We were told, at the same moment that the winner, Leona, was crowned, that her Christmas single would be available as a download later that night. This ruse was so successful that by the time a physical compact disc hit the record shops, Leona had sold enough copies of her single to be Christmas number one for the next five years. But, more revealing still, we were then guided into a message from the show's sponsor, Nokia, which was promoting its new "Music gets you talking" campaign.

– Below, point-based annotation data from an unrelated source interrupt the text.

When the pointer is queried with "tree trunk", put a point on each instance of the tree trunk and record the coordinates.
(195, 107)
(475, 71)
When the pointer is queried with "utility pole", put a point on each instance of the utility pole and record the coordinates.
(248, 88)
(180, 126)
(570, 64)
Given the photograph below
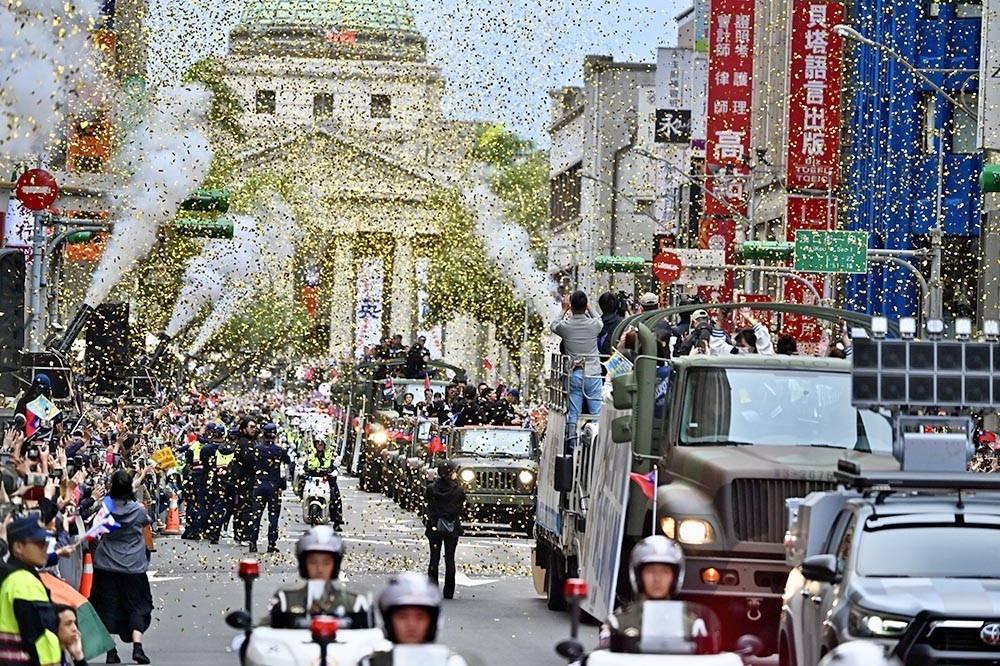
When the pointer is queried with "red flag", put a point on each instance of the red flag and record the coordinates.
(646, 482)
(435, 445)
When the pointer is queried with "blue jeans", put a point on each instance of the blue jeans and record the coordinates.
(581, 388)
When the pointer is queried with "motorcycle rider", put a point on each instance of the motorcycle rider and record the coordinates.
(321, 459)
(410, 610)
(656, 571)
(320, 553)
(268, 459)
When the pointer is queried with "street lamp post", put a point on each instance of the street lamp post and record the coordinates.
(934, 305)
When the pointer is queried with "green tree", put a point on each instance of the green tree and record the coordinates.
(462, 280)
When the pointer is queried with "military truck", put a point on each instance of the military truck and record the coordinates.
(498, 468)
(721, 441)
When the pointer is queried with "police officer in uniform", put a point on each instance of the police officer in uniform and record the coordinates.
(268, 459)
(656, 571)
(410, 610)
(320, 553)
(244, 478)
(217, 455)
(195, 491)
(320, 458)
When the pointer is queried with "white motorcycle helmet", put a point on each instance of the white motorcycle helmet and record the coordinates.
(410, 589)
(656, 549)
(320, 539)
(859, 653)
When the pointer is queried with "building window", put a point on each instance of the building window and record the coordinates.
(381, 106)
(966, 125)
(962, 8)
(323, 105)
(264, 102)
(564, 197)
(930, 131)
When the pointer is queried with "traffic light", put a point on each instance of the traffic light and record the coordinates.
(989, 180)
(768, 250)
(204, 227)
(627, 264)
(207, 201)
(201, 215)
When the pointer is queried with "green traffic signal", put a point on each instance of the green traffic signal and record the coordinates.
(204, 227)
(608, 264)
(989, 180)
(768, 250)
(80, 237)
(207, 201)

The phone that appeared in the advert was a Nokia 3250 - a device that not only stores up to 750 tracks, but has a 2-megapixel camera for stills and video, internet capacity, and a one-gigabyte memory. It was evidence that we have almost come to a point when phone screens are so advanced, their memory so expanded and their internet sites so user-friendly, that they become our cultural nodes.

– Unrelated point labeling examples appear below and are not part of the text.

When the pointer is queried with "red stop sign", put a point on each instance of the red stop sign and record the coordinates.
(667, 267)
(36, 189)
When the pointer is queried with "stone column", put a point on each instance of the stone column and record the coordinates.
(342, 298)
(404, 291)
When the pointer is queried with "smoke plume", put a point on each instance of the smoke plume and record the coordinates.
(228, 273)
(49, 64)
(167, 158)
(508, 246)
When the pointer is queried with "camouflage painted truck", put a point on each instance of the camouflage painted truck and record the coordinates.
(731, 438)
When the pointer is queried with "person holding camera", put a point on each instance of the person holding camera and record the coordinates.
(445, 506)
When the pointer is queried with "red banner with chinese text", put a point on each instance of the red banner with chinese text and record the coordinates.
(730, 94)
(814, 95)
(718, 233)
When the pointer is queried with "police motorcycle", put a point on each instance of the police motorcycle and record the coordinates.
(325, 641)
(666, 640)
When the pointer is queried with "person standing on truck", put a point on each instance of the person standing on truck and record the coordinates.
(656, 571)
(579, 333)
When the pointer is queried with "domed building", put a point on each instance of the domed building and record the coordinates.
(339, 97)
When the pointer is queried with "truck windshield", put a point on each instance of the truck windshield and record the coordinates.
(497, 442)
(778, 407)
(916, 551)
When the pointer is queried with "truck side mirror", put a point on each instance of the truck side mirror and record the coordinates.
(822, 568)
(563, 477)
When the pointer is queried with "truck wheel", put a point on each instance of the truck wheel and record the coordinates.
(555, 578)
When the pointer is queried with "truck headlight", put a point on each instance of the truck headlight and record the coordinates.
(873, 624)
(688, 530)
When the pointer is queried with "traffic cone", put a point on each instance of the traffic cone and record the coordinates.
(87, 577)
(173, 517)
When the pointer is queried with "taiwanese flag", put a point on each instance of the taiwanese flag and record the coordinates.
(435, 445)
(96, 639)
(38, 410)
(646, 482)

In 2007, a desktop computer may start to feel like a blunt instrument indeed. For most people, soon, there will be only one place in the world, and it will fit in their pocket.

WHAT NEXT?

Michael Grade

After his defection from the BBC, Grade, takes his seat at the head of ITV's board on 8 January, when his priority will be to reverse the broadcaster's fortunes. ITV1 has seen advertising revenues down 12.5 per cent in the past year, and its audience share fall too. ITV has a total programming budget for 2007 of £1bn; Grade's own pay package could top £4m a year.

BBC

From 1 January the old Board of Governors makes way for the BBC Trust, to be chaired by Chitra Bharucha until the Government appoints a permanent replacement for the defector Michael Grade. The trust's first task will be to decide which of its long-term plans to shelve if the Chancellor, Gordon Brown, confirms a below-inflation rise in the licence fee.

The Digital Switchover

The great switchover - or analogue switch-off - kicks off in the Border ITV region in 2008, to be completed by 2012. But, to date, just under 30 per cent of UK households have yet to follow the little white logo, right, and go digital, with the Secretary of State for Culture, Tessa Jowell, piling pressure on the BBC by ordering that the £600m switchover subsidy for "vulnerable" homes come from the licence fee.

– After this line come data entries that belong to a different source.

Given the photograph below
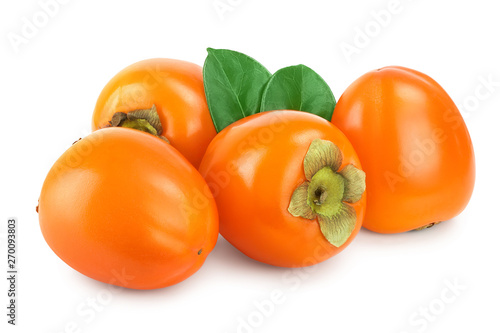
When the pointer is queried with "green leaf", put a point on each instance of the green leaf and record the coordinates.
(298, 88)
(233, 85)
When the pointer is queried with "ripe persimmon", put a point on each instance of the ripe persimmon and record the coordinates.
(121, 202)
(414, 146)
(172, 88)
(288, 186)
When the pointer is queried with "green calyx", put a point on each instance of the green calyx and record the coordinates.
(325, 192)
(145, 120)
(328, 192)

High-Definition Television

HD-ready televisions have been a big seller for retailers in 2006 but few owners seem aware that, while their expensive sets are HD-ready, it will be several years until they receive HD images. The BBC has trialled terrestrial HDTV in a limited number of London homes, and hopes all its output will be in high definition by 2010. But until the digital switchover, Freeview has inadequate capacity for a nationwide launch.

Sir Richard Branson

After a merger between ntl:Telewest and Virgin Mobile, the Virgin chief takes the reins at Virgin Media, hoping to shake up the market by offering "quadplay bundles" - single packages providing digital TV, broadband, mobile and home phone services. Sir Richard will be looking for a smoother ride in 2007 after BSkyB scuppered his plans to take over ITV by snapping up nearly a fifth of its shares, and then beat NTL, in which he is the biggest shareholder, to a coveted sponsorship spot on Virgin Radio.

Rupert Murdoch

He may have turned 75 in 2006 but Murdoch shows no signs of loosening his grip on a media empire that now includes the 18 per cent stake in ITV. He and son James, chief executive of BSkyB, will be keeping a close eye on the UK's biggest commercial broadcaster. Meanwhile, BSkyB hopes the sponsorship deal with Virgin Radio's breakfast show will help promote Sky+, its broadband service and its TV programming, including Lost.